Si a todo esto se le suma la relevancia absoluta que lo que ocurre en estas cadenas (las de la energía eléctrica y el gas) tiene sobre el resto de los desempeños económicos, las productividades de distintos sectores, la competitividad, y por ende el nivel de empleo, casi que no queda margen para alegar en contra de la intervención directa en todo el proceso formador de precios. O al menos que se reserve algunas palancas regulatorias para encauzar desequilibrios no queridos.
En Argentina, hoy por hoy, existe un marco regulatorio legal atento a estas características.
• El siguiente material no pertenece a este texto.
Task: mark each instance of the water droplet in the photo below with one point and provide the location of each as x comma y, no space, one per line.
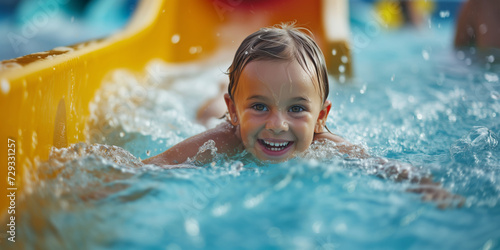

Es lo que se conoce como Ley de Emergencia económica, la 25.561, a través de la cual el Estado se ve convidado a la renegociación de contratos (o sea, al establecimiento de precios), en función de: “1) el impacto de las tarifas en la competitividad de la economía y la distribución de los ingresos; 2) la calidad de los servicios y los planes de inversión, cuando ellos estuviesen previstos contractualmente; 3) el interés de los usuarios y la accesibilidad de los servicios; 4) la seguridad de los sistemas comprendidos; 5) la rentabilidad de las empresas”.
La vigilancia en el cumplimiento de estas prerrogativas hace un muy duro maridaje entre la regulación de precios en determinados tramos de la cadena y la absoluta libertad para la operación entre privados en otros, aun cuando esto último pueda ser posible de todos modos. Pero el tema es que, atento a todo esto dicho, la invitación al uso de instrumentos como los (tan vilipendiados últimamente) subsidios cruzados para equilibrar costos y usufructo de excedentes es casi obvia. No hay una trama tan compleja de distribución de cargas y obtención de beneficios en la provisión de servicios básicos para el funcionamiento de todo un aparato productivo que pueda desligarse de la puesta en marcha de un esquema de distribución compleja de subsidios, al menos como recurso a emplear.
La renuncia absoluta al uso de esas herramientas implicaría, en términos teóricos, el dejar de velar por algunos de los objetivos propuestos en la legislación, principalmente los que atañen a la competitividad equilibrada entre sectores y a la distribución del ingreso. Con esto queremos decir que el consenso respecto a que la inconsistencia de la estructura de precios de la luz o el gas en los distintos eslabones de la cadena de producción, transporte y distribución necesite algún nuevo acuerdo (un ajuste, un aumento de trifas, digámoslo claramente) no tiene que derivar en una ridícula obstinación a rechazar los esquemas de subsidios.
Porque el Estado no puede declinar su obligación de regular precios en el tramo del monopolio perfecto. Si no contempla entonces compensaciones con subsidios para no trasladar sumas abruptas de costos al consumidor final (no tanto el domiciliario sino el que usa la energía como insumo productivo) difícilmente pueda complementar algunos de sus objetivos: la seguridad de los sistemas, la competitividad y la redistribución del ingreso.
Los subsidios no son obligatorios, pero tampoco deben estar prohibidos. Son una herramienta que puede usarse, por ejemplo, para que la salvaguarda de la rentabilidad de las empresas del sector energético no deje sin empleo a los trabajadores metalúrgicos de pequeñas y medianas empresas que no pueden pagar las facturas de luz. Esos desequilibrios, que tienen base en los diferenciales de competitividad de distintas actividades, son insalvables sin subsidios.
Porque, como bien decía CFK, y aquí el Presidente coincide con ella, en estos asuntos no hay magia.